The British Council’s Going Global is an annual conference for leaders of international education where local, national, regional and global agendas meet. This year, 12 Scottish universities are participating in the conference. To give you a flavour of what’s happening at the conference, we have a series of blogs from Samantha Lister, Assistant Registrar at the University of St Andrews.
Tuesday 14 May 9.30pm
It’s the end of day two at Going Global, and it has been a long, but productive, couple of days.
The first parallel sessions took place yesterday afternoon, and I attended an interesting panel session on ‘Global Mobility’ which focused on the barriers to outward mobility and what institutions can do to help students overcome them.
Professor Bob Gilmour flew the flag for Scotland with a presentation on the success of short-term mobility projects at Glasgow Caledonian University. The session included group discussions and my table had delegates from the UK, US, Tunisia and South Africa, which made for an interesting discussion and varied perspectives on student mobility. While language skills and confidence seem a perennial challenge in the UK and US, it was interesting to hear that Tunisian students are taught French, English and Arabic from primary school, and that in the Tunisian context, a more significant barrier is the challenge of mapping qualification equivalencies to support study abroad.
I really enjoyed the session and I thought it raised some interesting questions about mobility as well as internationalisation at home.
The evening reception was a great opportunity to catch up with colleagues from across the sector, and to make new contacts. I particularly enjoyed the welcome to Berlin from Professor Angela Ittel who discussed the work of the Berlin University Alliance and the importance of co-operation in opening up new opportunities.
This morning the Scottish contingent at Going Global had an early start, with an 8am breakfast session on ‘Scotland in Europe’.
After a lot of planning between the British Council, Universities Scotland, and a couple of Scottish unis, it was great to see this session come to life.
Prof. Pamela Gillies, Principal of GCU, Rachel Sandison, Vice-Principal at Glasgow and Prof. Brad MacKay, Vice-Principal at St Andrews all highlighted the longstanding and deep cultural and intellectual connections between Scotland and Europe, the vibrancy of our research and teaching connections today, and the value of continued collaboration for all of us.

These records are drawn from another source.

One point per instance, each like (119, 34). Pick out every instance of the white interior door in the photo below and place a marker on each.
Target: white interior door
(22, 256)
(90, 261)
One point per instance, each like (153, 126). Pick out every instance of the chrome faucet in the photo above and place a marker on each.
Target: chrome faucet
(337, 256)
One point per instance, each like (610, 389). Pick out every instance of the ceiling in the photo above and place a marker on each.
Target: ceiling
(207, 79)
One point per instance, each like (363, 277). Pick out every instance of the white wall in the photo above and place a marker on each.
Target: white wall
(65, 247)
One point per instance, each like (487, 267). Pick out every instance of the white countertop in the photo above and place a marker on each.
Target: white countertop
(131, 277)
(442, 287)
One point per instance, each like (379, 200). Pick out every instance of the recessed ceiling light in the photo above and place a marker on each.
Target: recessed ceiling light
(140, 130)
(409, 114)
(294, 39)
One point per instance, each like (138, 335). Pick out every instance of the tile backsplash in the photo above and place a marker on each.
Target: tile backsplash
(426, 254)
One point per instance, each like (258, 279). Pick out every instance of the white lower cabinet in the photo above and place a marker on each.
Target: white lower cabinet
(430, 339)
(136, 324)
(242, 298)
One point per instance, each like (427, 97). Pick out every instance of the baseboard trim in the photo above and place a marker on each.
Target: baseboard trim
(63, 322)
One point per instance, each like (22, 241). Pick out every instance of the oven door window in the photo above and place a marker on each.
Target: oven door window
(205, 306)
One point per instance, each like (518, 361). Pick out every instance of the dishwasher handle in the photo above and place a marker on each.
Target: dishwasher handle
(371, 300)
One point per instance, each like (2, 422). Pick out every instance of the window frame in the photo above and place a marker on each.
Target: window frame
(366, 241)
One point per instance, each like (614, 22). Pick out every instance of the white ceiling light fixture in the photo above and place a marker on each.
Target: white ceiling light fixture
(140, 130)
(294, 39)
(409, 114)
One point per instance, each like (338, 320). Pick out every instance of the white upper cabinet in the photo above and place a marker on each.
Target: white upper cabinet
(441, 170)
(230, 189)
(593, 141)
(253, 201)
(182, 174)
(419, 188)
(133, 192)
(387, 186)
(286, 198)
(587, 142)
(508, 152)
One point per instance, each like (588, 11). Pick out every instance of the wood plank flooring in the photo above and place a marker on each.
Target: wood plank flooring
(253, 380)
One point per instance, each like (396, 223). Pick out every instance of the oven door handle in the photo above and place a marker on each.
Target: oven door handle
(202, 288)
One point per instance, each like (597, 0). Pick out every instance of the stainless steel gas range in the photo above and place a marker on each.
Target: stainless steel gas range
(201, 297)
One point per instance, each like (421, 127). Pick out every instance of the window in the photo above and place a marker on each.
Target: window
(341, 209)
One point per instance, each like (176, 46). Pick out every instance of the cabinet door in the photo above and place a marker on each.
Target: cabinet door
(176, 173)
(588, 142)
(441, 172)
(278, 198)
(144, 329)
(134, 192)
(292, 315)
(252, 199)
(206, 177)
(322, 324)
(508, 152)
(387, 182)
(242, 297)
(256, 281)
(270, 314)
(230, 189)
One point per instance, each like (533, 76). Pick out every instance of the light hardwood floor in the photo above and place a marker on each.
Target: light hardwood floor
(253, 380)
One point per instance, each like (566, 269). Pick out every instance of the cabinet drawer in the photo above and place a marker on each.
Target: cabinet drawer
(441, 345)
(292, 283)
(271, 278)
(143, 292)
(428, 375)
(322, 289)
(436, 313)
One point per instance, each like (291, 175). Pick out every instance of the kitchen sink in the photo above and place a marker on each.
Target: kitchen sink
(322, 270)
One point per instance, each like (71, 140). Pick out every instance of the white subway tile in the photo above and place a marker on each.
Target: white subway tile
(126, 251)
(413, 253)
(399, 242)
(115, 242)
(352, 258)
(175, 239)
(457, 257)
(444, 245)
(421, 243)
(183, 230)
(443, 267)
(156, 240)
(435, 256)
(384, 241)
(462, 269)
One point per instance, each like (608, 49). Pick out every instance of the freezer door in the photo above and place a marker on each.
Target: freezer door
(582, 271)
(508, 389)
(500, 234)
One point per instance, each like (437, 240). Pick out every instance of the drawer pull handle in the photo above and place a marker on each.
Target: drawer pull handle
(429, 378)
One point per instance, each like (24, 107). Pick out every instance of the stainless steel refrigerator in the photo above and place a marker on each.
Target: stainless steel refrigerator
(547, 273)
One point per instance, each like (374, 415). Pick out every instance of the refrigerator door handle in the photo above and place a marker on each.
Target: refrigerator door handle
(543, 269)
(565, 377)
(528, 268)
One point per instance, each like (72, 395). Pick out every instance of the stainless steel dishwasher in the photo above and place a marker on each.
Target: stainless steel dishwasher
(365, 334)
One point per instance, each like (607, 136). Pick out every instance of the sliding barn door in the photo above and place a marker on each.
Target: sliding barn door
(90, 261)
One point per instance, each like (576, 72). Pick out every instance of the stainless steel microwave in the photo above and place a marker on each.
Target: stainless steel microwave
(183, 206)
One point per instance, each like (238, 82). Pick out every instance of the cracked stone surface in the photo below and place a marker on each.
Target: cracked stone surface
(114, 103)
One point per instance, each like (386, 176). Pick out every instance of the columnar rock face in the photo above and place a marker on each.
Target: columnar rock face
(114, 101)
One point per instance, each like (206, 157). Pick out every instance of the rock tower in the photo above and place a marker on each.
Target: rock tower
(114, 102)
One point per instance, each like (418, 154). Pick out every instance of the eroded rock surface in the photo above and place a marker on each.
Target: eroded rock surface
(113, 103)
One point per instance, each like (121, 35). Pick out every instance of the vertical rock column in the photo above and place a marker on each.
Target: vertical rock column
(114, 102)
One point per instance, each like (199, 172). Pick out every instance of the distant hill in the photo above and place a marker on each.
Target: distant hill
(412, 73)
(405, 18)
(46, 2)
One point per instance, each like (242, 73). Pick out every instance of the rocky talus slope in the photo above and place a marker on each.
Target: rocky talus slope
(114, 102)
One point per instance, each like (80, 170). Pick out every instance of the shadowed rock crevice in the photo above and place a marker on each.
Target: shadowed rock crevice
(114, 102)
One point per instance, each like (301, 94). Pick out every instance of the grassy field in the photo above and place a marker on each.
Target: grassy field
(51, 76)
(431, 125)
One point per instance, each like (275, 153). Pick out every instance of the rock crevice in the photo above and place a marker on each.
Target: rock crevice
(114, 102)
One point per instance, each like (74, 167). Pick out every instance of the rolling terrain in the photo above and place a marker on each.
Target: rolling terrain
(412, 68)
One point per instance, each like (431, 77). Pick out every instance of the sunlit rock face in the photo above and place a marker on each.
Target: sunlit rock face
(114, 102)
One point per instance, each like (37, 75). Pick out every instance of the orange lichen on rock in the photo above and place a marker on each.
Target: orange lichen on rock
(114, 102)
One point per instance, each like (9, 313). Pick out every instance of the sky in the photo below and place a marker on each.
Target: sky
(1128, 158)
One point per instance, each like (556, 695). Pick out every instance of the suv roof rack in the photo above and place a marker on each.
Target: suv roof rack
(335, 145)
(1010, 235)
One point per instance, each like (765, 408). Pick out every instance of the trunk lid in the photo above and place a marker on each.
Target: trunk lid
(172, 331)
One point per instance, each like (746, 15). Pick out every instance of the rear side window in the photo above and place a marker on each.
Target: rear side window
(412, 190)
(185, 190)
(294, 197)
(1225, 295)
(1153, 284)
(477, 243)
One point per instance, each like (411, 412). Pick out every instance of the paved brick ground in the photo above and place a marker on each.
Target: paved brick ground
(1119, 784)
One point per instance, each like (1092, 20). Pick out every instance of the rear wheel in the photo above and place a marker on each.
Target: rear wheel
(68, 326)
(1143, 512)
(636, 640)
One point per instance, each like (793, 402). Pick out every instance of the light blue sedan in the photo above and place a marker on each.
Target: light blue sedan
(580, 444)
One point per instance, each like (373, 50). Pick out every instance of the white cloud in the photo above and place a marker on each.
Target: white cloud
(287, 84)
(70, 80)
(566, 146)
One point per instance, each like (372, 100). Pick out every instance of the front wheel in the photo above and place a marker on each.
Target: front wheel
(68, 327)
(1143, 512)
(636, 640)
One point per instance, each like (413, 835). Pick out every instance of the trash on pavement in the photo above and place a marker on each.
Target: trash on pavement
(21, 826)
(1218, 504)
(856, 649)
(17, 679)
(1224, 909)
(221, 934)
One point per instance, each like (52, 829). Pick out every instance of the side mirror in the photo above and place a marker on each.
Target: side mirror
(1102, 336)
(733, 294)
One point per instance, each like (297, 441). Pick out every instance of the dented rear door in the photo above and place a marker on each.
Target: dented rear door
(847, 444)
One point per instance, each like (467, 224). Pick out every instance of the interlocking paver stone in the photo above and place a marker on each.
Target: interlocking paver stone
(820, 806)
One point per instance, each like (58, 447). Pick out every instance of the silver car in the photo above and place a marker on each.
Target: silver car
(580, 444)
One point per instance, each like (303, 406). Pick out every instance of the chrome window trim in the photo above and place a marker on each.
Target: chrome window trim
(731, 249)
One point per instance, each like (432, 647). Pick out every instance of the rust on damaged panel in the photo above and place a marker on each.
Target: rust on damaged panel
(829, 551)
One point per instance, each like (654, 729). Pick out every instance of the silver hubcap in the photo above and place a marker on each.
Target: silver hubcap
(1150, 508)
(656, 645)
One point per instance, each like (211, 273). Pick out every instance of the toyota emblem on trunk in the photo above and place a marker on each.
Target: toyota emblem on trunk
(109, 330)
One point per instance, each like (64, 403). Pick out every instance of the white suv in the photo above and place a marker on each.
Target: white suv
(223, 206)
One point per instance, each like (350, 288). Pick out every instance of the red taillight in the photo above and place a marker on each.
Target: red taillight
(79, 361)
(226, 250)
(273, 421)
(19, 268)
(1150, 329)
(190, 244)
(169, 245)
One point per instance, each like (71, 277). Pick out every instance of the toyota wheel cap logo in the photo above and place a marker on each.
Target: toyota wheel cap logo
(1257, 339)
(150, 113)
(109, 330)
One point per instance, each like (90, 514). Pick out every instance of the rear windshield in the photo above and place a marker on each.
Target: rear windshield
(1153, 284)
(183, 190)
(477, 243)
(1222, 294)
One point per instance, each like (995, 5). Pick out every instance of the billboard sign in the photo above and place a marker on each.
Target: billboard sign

In the context of Brexit, these messages are all the more important, and it was great to hear Prof. Jan Palmowski, Secretary-General of the GUILD network share our commitment and enthusiasm for working in partnership.
The rest of the day was filled with sessions, meetings and networking over coffee, as well as a few minutes here and there catching up with emails and work back home. Brad MacKay and I met with a colleague from the Freie Universität Berlin, part of the Europaeum network, of which St Andrews is also a member. It was great to have an introductory meeting and to start exploratory discussions about the potential for developing collaborative projects.
This evening most of the Scottish representatives attended the UK-EU showcase reception, which was held at the British Embassy. The embassy provided a cracking venue and the event was another great opportunity to build relationships and share good practice.
A number of collaborative projects were showcased through a poster display, and I especially enjoyed hearing about the Get Set Go project presented by colleagues from Mainz, which is run in partnership with a number of Scottish institutions and which facilitates language learning and teaching between Germany and Scotland.
This is my first Going Global conference, and so far it has been both enjoyable and useful. Looking forward to tomorrow’s sessions and events!